That looks pretty slick as well.


----------



## THRobinson (Jun 29, 2014)

I was looking this... which for the black type on gold would be no problem, but where the knobs are where it's 95% black, I suspect this to be a bit blotchy


----------



## Paul Running (Apr 12, 2020)

What about those hobby laser engraving machines. They appear to be versatile. You could write your own programs and engrave most materials...you could probably discover many uses for it.


----------



## jb welder (Sep 14, 2010)

Paul Running said:


> What about those hobby laser engraving machines.


I wonder how well a tattoo artist could run an engraving pencil?


----------



## Moodivarius (Feb 26, 2021)

I designed my Blackface control plate in Front Panel Designer. 

Download for free. 

Took a bit of playing, but ended up nice. Then you can print 100% size on a printer. Laminate, transfer paper, whatever you want.

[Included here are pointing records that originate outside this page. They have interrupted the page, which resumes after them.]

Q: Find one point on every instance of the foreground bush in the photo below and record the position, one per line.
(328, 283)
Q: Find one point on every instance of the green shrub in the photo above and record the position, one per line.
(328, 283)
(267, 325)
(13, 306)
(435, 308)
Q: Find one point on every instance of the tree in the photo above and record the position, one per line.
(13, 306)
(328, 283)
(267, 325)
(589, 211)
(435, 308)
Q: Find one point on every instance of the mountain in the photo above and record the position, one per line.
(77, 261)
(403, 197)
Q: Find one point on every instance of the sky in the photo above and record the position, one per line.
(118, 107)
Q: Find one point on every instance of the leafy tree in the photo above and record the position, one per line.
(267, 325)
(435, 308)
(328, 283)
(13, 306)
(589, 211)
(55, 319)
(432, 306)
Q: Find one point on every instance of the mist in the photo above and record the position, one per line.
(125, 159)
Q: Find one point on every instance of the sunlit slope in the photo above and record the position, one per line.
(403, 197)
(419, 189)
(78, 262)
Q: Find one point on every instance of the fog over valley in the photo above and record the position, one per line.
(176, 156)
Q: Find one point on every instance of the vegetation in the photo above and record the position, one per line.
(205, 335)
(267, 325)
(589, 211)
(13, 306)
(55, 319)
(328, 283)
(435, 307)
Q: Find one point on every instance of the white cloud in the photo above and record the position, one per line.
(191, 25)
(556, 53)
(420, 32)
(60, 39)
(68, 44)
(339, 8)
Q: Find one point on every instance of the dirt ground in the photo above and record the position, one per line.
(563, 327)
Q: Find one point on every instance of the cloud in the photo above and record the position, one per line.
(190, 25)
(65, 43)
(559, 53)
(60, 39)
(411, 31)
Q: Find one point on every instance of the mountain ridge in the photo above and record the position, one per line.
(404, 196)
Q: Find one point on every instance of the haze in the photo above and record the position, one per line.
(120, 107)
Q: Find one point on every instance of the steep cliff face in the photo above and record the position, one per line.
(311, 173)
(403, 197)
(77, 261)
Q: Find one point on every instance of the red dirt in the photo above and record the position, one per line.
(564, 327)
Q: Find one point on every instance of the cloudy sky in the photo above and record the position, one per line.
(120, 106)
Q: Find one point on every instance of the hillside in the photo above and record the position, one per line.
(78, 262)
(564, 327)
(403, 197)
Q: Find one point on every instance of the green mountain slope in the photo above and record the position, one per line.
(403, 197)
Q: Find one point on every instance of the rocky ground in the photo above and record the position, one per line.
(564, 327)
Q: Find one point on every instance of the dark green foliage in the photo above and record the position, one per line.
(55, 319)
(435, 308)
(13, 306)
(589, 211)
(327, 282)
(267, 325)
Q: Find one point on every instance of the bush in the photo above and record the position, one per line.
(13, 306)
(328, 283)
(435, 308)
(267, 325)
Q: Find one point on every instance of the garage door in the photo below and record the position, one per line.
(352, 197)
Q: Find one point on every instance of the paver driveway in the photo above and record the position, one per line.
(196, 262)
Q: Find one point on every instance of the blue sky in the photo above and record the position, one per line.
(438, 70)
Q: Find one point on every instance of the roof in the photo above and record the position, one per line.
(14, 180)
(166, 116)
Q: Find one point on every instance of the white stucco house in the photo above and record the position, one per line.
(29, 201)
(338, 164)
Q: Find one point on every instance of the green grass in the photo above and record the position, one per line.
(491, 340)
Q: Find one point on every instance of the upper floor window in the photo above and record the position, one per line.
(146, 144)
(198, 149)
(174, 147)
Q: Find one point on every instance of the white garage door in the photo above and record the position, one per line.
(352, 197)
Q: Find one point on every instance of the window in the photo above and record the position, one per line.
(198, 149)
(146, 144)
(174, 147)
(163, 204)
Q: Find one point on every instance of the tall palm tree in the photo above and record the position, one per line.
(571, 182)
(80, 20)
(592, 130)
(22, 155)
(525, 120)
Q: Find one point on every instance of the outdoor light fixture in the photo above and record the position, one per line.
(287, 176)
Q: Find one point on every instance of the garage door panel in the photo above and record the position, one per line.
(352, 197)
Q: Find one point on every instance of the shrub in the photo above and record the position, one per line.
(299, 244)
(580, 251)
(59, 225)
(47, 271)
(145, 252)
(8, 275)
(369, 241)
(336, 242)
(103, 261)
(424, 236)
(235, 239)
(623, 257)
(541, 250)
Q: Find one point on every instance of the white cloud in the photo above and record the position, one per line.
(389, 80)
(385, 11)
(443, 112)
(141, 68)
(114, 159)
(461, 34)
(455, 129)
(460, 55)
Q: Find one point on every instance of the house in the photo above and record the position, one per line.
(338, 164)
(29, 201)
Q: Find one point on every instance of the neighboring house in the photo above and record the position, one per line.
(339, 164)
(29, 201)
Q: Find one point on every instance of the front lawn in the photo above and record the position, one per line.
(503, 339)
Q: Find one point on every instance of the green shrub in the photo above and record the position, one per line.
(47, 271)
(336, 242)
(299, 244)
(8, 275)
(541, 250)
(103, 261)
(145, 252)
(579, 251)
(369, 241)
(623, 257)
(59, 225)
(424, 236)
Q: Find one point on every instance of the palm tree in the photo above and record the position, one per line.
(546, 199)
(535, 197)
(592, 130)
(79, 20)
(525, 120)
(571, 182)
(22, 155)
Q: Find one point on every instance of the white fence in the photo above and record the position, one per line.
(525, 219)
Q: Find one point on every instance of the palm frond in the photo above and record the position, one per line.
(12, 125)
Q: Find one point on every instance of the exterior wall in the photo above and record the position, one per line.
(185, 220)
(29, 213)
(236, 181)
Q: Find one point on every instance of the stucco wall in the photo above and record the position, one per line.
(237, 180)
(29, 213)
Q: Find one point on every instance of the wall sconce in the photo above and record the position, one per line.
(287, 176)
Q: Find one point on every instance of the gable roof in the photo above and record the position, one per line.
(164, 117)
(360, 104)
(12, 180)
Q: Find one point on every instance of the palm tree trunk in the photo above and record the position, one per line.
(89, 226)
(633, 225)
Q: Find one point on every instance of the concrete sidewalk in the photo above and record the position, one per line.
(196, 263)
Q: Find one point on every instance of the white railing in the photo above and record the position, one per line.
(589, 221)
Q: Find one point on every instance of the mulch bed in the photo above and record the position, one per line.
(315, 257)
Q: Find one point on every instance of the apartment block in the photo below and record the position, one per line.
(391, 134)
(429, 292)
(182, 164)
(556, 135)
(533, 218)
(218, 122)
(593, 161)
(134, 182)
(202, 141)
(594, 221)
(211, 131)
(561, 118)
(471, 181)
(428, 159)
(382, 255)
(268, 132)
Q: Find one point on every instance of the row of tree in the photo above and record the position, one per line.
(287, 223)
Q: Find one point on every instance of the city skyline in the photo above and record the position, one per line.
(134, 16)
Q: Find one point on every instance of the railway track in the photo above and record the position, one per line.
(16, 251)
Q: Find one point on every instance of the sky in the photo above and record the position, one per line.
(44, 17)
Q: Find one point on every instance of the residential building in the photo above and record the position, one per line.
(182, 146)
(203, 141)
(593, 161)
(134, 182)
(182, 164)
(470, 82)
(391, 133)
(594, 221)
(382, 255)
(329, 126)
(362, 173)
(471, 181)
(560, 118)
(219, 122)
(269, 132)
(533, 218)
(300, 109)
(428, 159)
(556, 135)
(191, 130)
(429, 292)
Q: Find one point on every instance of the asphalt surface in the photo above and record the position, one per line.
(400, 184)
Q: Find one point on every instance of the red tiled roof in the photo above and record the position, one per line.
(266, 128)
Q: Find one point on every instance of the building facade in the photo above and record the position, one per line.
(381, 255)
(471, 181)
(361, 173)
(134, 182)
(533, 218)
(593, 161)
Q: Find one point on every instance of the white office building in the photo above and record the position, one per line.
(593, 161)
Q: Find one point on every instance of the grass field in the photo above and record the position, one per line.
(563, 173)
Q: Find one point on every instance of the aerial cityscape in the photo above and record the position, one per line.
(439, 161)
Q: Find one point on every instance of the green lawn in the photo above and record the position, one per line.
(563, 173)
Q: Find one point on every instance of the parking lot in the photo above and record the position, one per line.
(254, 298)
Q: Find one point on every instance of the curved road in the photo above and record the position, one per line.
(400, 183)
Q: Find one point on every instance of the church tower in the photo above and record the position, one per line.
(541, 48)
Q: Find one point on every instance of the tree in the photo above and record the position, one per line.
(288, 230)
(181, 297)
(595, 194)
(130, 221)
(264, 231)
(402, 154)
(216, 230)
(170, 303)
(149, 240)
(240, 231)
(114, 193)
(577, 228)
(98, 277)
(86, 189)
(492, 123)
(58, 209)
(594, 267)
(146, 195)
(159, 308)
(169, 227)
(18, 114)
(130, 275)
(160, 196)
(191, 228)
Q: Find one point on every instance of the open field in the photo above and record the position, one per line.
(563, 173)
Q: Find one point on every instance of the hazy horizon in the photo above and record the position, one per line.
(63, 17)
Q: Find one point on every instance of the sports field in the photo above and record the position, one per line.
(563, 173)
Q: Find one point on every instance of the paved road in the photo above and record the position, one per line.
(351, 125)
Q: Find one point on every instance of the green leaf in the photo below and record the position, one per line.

https://www.frontpanelexpress.com/front-panel-designer#download

Scott


----------



## THRobinson (Jun 29, 2014)

@Moodivarius ... Ok... gonna check that app out for sure. I went to school for design so, I have stuff like Illustrator here to use and will probably go that route. Though, some handy looking features going through the website on there like scales.

So, is your example laser print on paper?

I know for mine, half will be black with gold lettering, and half will be gold with black lettering. Though be easier to leave the black panel as is, and spray the silver panels with translucent amber. 

One thing I want to change physically is the power switch and small LED, and replace with a light similar to yours and a toggle switch.

No rush... gathering info now. My workshop was on a roll for a while, but has come to a slow crawl getting it built. Sadly at the in between stage where it's not done enough that I have a spot to work on anything for now. Projects are piling up. 

EDIT - Wow, can even upload direct to the company for cut/print


----------



## Moodivarius (Feb 26, 2021)

THRobinson said:


> @Moodivarius ... Ok... gonna check that app out for sure. I went to school for design so, I have stuff like Illustrator here to use and will probably go that route. Though, some handy looking features going through the website on there like scales.
> 
> So, is your example laser print on paper?
> 
> ...


Mine was just done on a laser printer. If I had a colour laser, it would be that much nicer.

I think the company is out of Germany. If you design, then go to the “coins” icon in the software, it gives you an idea of cost.


----------



## THRobinson (Jun 29, 2014)

Looking on eBay at rolls of brushed gold vynil for stuff like cars and such. Can buy rolls 8"x60".... Wondering if will work in a laser printer or melt and destroy it.

Mine's a Samsung colour, which tends to run hotter than most brands but because it's colour I can make black using the 60/40/40/100 CMYK which will be a nice rich solid black.

May be the easiest cheapest way to go, then just overlay the original and spray with some clear finish.


----------